The SLC4 genes are all capable of producing multiple variants by alternative splicing or using alternative promoters. The physiological consequences of such diversity are of great interest to investigators. Here, we identified two novel variants of the electroneutral Na(+)/HCO3- cotransporter NBCn1, one full-length starting with "MIPL" and the other Nt-truncated starting with "MDEL". Moreover, we identified a new promoter of Slc4a10 encoding NBCn2 and a novel type of Nt-truncated NBCn2 starting with "MHAN". When heterologously expressed, the new NBCn1 variants were well localized to the plasma membrane and exhibited characteristic NBCn1 activity. However, MHAN-NBCn2 was poorly localized on the plasma membrane. By deletion mutations, we identified the Nt regions important for the surface localization of NBCn2. Interestingly, coexpressing the full-length NBCn2 greatly enhances the surface abundance of the Nt-truncated NBCn2. Co-immunoprecipitation and bimolecular fluorescence complementation studies showed that the full-length and Nt-truncated NBCn2 interact with each other to form heterodimers in neuro-2A cells. Finally, we showed that the isolated Nt domain interacts with and enhances the surface abundance of the Nt-truncated NBCn2. The present study expands our knowledge of the NBCn1 and NBCn2 transcriptome, and provides insights into how the Nt domain could affect transporter function by regulating its membrane trafficking.

Cloning and functional characterization of novel variants and tissue-specific expression of alternative amino and carboxyl termini of products of slc4a10.

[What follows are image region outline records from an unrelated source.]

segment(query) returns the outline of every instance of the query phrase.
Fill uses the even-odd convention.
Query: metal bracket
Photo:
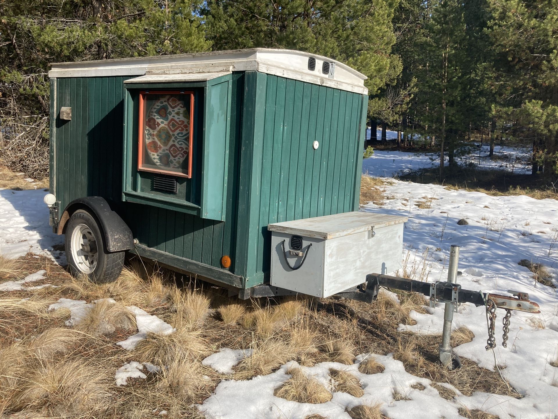
[[[430,284],[430,308],[436,308],[436,283]]]

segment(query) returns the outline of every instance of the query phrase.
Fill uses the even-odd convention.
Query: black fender
[[[130,227],[110,209],[108,202],[102,197],[78,198],[68,204],[58,223],[57,234],[65,232],[66,222],[78,210],[85,210],[98,221],[104,235],[108,251],[129,250],[134,247],[134,237]]]

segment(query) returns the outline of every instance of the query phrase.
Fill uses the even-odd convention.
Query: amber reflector
[[[228,268],[230,266],[230,258],[229,258],[227,255],[225,255],[221,258],[221,264],[223,265],[225,268]]]

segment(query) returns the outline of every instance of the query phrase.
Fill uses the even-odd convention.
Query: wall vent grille
[[[300,250],[302,248],[302,238],[300,236],[292,236],[291,237],[291,249],[293,250]]]
[[[153,177],[153,189],[163,192],[176,193],[178,192],[176,178],[155,175]]]
[[[311,72],[316,69],[316,59],[314,57],[310,57],[308,59],[308,69]]]

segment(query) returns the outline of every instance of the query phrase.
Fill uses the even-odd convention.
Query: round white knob
[[[47,193],[42,199],[48,207],[52,207],[56,202],[56,197],[51,193]]]

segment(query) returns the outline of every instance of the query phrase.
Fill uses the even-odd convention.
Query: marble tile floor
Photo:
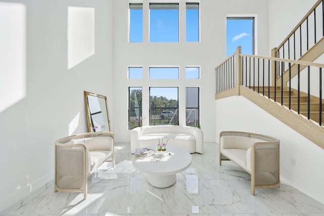
[[[83,194],[54,192],[53,182],[0,212],[24,215],[324,215],[324,205],[281,183],[250,194],[251,177],[231,161],[219,166],[218,145],[204,143],[190,167],[164,189],[150,185],[132,164],[129,143],[116,143],[115,166],[104,164]]]

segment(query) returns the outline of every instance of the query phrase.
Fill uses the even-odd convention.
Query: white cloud
[[[233,37],[233,38],[232,38],[232,42],[233,43],[234,42],[241,38],[242,37],[245,37],[246,36],[249,36],[249,35],[250,35],[250,34],[247,33],[246,32],[241,33],[239,35],[236,35]]]

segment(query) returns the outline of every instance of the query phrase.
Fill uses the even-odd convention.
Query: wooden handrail
[[[316,8],[317,6],[318,6],[318,5],[319,5],[319,4],[321,3],[322,2],[322,0],[318,0],[317,2],[316,3],[316,4],[314,5],[314,6],[313,6],[313,7],[309,10],[309,11],[308,11],[308,12],[306,14],[306,15],[305,15],[304,18],[302,19],[300,22],[298,23],[298,24],[296,26],[296,27],[294,28],[294,29],[293,29],[293,30],[290,32],[290,33],[288,34],[288,36],[287,36],[287,37],[282,42],[281,42],[280,44],[280,45],[279,45],[278,47],[277,47],[277,48],[275,49],[275,52],[278,52],[278,51],[280,49],[280,48],[281,48],[284,46],[284,45],[287,41],[287,40],[288,40],[288,39],[289,39],[290,37],[291,37],[294,34],[294,32],[295,32],[297,30],[297,29],[298,29],[300,25],[304,23],[304,22],[305,22],[305,21],[307,19],[307,17],[308,17],[312,14],[312,13],[313,13],[313,12],[314,11],[314,10],[315,8]]]
[[[232,55],[231,55],[230,56],[229,56],[229,57],[228,57],[225,60],[223,61],[221,63],[220,63],[220,64],[218,65],[218,66],[216,66],[216,67],[215,68],[215,69],[216,70],[216,69],[218,68],[219,67],[220,67],[221,66],[222,66],[223,65],[223,64],[224,64],[224,63],[225,63],[226,62],[227,62],[229,59],[230,59],[231,58],[233,57],[233,56],[234,56],[235,55],[235,54],[236,54],[236,52],[235,51],[235,53],[234,53],[233,54],[232,54]]]
[[[280,62],[291,63],[292,64],[300,64],[302,65],[307,65],[307,66],[311,66],[313,67],[324,68],[324,64],[316,63],[315,62],[306,62],[304,61],[292,60],[290,59],[280,59],[278,58],[268,57],[266,56],[256,56],[253,55],[248,55],[248,54],[239,54],[239,56],[247,56],[248,57],[252,57],[252,58],[258,58],[259,59],[268,59],[272,61],[279,61]]]

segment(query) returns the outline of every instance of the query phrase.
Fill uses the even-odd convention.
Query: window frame
[[[228,20],[252,20],[252,53],[251,55],[256,55],[256,24],[257,18],[256,15],[228,15],[226,17],[226,23]],[[226,38],[227,38],[227,30],[226,29]],[[226,53],[227,52],[227,45],[226,42]],[[226,56],[227,56],[226,55]]]

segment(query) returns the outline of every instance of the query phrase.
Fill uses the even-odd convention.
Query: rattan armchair
[[[94,132],[71,136],[55,142],[55,192],[84,192],[87,179],[110,158],[113,166],[113,134]]]
[[[273,137],[241,132],[220,134],[219,164],[230,160],[251,175],[251,194],[256,188],[280,185],[280,141]]]

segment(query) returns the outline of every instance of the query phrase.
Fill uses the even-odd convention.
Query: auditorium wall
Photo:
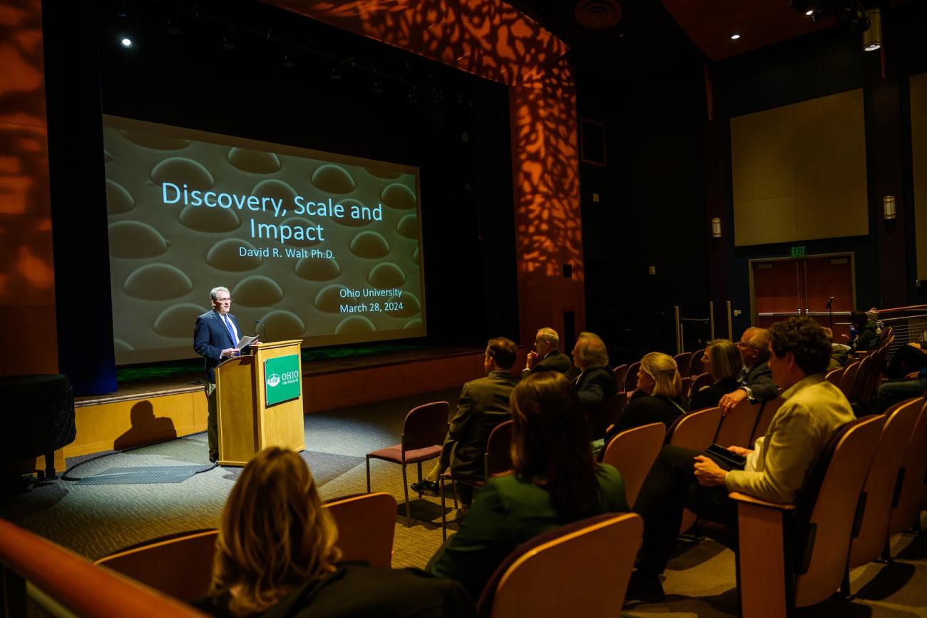
[[[0,7],[0,376],[57,371],[41,5]]]
[[[836,238],[734,247],[732,234],[713,248],[711,277],[730,281],[734,330],[749,323],[748,262],[781,257],[801,244],[807,254],[852,251],[855,254],[857,305],[901,306],[927,301],[923,286],[915,285],[914,225],[910,150],[908,76],[923,71],[927,50],[915,23],[927,19],[924,6],[894,9],[883,18],[884,77],[879,53],[865,53],[857,37],[832,28],[776,45],[733,57],[711,67],[716,122],[706,159],[706,187],[723,200],[719,208],[725,227],[732,229],[730,120],[786,105],[862,89],[865,158],[868,181],[869,232]],[[919,68],[920,71],[919,71]],[[882,198],[895,195],[897,218],[885,221]],[[713,285],[714,287],[714,285]]]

Previous studies have shown that the electroneutral Na(+)/HCO(3) (-) cotransporter NBCn2 (SLC4A10) is predominantly expressed in the central nervous system (CNS). The physiological and pathological significances of NBCn2 have been well recognized. However, little is known about the tissue specificity of expression of different NBCn2 variants. Moreover, little is known about the expression of NBCn2 proteins in systems other than CNS. Here, we identified a set of novel Slc4a10 variants differing from the originally described ones by containing a distinct 5' untranslated region encoding a new extreme amino-terminus (Nt). Electrophysiology measurements showed that both NBCn2 variants with alternative Nt contain typical electroneutral Na(+)-coupled HCO(3) (-) transport activity in Xenopus oocytes. Luciferase reporter assay showed that Slc4a10 contains two alternative promoters responsible for expression of the two types of NBCn2 with distinct extreme Nt. Western blotting showed that NBCn2 proteins with the original Nt are primarily expressed in CNS, whereas those with the novel Nt are predominantly expressed in the kidney and to a lesser extent in the small intestine. Due to alternative splicing, the known NBCn2 variants contain two types of carboxyl-termini (CT) differing in the optional inclusion of a PDZ-binding motif. cDNA cloning showed that virtually all NBCn2 variants expressed in epithelial tissues contain, but the vast majority of those from the neural tissues lack the PDZ-binding motif. We conclude that alternative transcription and splicing of Slc4a10 products are regulated in a tissue-specific manner. Our findings provide critical insights that will greatly influence the study of the physiology of NBCn2.